A review by walinchus
The Prodigal Tongue: The Love-Hate Relationship Between American and British English by Lynne Murphy

5.0

A great read! Top things I learned from The Prodigal Tongue & things the author (or someone) should address for a next book:
- Who knew this was such a big issue. The British complaining about imperialism? Wow the English do love irony.
-Yes! The monarchy is entertaining precisely because it's silly. Why could I never articulate that?!
- You know I had heard that Americans have an older accent but I had never actually put the image together in my mind: that every single Shakespeare movie has the wrong pronunciation.
-I was very surprised to learn that there are words that Americans pronounce "IZE" though they also don't write them that way. Americans, you may have to re-read that last sentence.

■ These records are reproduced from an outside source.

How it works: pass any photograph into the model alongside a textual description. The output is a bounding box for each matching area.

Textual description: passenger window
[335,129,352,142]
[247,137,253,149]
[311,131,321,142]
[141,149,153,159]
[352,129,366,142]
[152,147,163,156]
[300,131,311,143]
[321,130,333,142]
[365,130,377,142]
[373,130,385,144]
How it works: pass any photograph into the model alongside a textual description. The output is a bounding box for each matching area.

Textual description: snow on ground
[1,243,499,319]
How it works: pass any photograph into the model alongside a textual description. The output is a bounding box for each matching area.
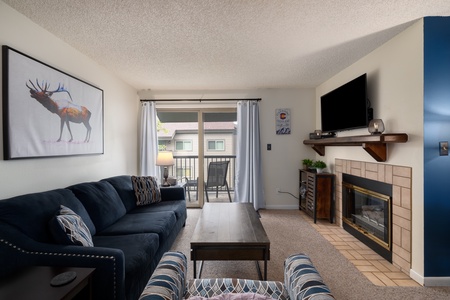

-Wait an estate is the projects?!
-Most courts that interpret dictionaries say something like: The contract uses this word. Every moron understands this word, it's the dictionary definition. Therefore this is the context of the Contract. But if English courts address the "context only" how does that work?
- Wait the English didn't invent diagramming sentences? But putting things in their proper place seems so... British. @lynneguist has busted another bias it seems.
‏-I can't even spell the American version of anesthetic. That word needs no superfluous vowels. Though superfluous does I suppose.
-Overall, probably does a better job assuaging American-Brit relations better than any politician ever could!